Culp saw an excitement growing among the team when they knew they had something great.

“Then it started to click.”

The problem facing the team was to develop a cliffhanger “ending “ putting a superhero character in a perilous situation caused by the adversary character. For the eventual 8-minute skit, the girls voted to set their story in an Old Folks home with two elderly sisters. The 87-year old was the Superhero, and 85-year old sibling would be the adversary.

Still holding a grudge when her sister took her cookies away as child, the younger sister tried harming her sister by pushing her outside during a blizzard, switching her pills, and cheating at a bingo game.  The elder stopped her sister’s evil plans by putting on the Super Socks which gives her the ability to move at lightning speed.  In the end, the sisters make up.

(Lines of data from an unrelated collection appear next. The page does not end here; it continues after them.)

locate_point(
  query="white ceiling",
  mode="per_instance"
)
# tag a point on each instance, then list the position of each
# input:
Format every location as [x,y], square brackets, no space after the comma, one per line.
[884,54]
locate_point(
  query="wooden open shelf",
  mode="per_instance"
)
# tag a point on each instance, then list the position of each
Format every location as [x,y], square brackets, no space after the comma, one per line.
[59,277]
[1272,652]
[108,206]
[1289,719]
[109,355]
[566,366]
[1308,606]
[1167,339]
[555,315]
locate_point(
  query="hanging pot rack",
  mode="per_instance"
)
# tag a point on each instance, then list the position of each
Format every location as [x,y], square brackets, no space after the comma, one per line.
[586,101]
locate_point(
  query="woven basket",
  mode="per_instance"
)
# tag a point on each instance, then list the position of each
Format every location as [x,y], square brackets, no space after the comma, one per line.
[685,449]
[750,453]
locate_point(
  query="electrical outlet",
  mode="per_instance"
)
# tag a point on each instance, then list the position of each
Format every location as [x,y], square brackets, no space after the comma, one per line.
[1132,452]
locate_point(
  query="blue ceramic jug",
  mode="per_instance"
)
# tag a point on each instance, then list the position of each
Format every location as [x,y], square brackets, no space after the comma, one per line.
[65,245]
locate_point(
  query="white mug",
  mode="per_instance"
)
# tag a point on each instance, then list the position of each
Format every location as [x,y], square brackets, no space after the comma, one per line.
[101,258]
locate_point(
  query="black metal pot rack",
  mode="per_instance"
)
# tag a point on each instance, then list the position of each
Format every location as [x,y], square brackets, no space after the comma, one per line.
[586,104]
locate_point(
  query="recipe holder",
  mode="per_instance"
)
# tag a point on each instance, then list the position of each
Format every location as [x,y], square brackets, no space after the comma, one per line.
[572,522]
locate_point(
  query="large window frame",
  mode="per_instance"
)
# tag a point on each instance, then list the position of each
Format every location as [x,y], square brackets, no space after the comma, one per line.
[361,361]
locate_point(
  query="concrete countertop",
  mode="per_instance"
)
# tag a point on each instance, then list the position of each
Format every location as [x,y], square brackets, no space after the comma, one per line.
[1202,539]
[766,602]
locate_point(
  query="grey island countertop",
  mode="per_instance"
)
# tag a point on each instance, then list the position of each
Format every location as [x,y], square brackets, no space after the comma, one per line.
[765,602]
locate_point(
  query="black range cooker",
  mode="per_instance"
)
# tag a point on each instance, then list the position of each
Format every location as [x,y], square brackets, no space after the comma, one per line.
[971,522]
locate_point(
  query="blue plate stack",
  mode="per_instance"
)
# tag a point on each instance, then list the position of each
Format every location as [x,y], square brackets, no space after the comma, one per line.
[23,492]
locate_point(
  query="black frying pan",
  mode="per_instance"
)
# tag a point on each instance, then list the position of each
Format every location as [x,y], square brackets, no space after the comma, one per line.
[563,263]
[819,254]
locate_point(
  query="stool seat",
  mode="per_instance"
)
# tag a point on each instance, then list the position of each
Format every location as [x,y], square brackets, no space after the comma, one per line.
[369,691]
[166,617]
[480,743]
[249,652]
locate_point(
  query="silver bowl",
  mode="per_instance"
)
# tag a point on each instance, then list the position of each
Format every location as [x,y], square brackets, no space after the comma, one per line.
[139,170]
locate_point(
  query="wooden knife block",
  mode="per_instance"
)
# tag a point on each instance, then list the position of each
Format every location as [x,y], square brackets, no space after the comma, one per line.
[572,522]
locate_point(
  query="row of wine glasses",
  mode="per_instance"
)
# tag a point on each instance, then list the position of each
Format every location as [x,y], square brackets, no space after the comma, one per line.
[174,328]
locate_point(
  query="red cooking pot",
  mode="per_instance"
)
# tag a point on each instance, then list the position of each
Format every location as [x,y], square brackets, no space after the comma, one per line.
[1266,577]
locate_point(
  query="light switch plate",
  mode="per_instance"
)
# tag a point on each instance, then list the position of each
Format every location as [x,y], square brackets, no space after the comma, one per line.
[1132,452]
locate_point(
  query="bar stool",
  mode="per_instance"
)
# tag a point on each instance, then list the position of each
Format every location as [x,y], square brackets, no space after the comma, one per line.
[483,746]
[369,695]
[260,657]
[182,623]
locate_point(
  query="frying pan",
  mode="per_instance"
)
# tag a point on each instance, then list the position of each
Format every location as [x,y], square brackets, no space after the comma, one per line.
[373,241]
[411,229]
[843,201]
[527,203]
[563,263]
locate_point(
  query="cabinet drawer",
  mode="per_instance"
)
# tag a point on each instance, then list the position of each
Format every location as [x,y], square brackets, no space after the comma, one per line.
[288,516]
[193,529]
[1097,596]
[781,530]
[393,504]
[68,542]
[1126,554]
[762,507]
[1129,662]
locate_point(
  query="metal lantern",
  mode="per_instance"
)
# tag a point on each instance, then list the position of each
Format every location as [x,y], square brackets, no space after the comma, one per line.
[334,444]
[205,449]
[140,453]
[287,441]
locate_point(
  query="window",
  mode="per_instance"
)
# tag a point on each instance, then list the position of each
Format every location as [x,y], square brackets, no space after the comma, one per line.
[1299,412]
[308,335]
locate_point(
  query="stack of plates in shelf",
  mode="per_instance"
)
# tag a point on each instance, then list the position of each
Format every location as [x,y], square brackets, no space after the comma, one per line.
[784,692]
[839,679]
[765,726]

Cardboard and rubber bands

With spending limited to $125, backdrops and props for the skit were made from cardboard, sheets, fabric, paint, tarps, cotton balls, PVC pipes, and rubber bands.  Rubber loom bands were looped together to look like knitting squares for the knitting circle scene. Flour to mimic grey hair and makeup further helped transform members into the elderly characters.

After finishing second at regionals, their attitude turned to “We want to make it better.”

Ten-year-old Charlotte of Clayton saw the experience as a way to express one’s creative side with writing and building and to “bond with the team.”

“It is fun to be part of your team and figuring stuff out,” she said.

The girls started writing the script via Zoom in November, put it in high gear building backdrops and props in January, and filming for the first competition in February.

“They hunkered down, and they were not going to let anything get in their way,” said Culp.

“Time, COVID or weather – nothing was going to stop them.’’

Julia, 11, of Clayton, veteran of the squad, is moving on to 6th grade. She hopes to continue Odyssey as a chance to meet new kids. She also recalls how the stress level went down as they moved through the competition and team members gained the creative skills needed to answer questions during the “Spontaneous” part of the competition.

The art of compromise

With this group, Culp said the team members recognized when someone else’s idea was better for the good of the presentation.

Charlotte said Odyssey helped the team break free from being afraid to try things. They felt comfortable sharing ideas, even if they might be wrong.

“You won’t be wrong as long as you have tried your best and given your best effort,” she said.

For Clayton resident Avica, 10, it all wouldn’t have mattered if they were not having fun while doing it.

“I had awesome teammates who made it fun,” she said.

In fact, fun is among Culp’s top 10 rules for Odyssey.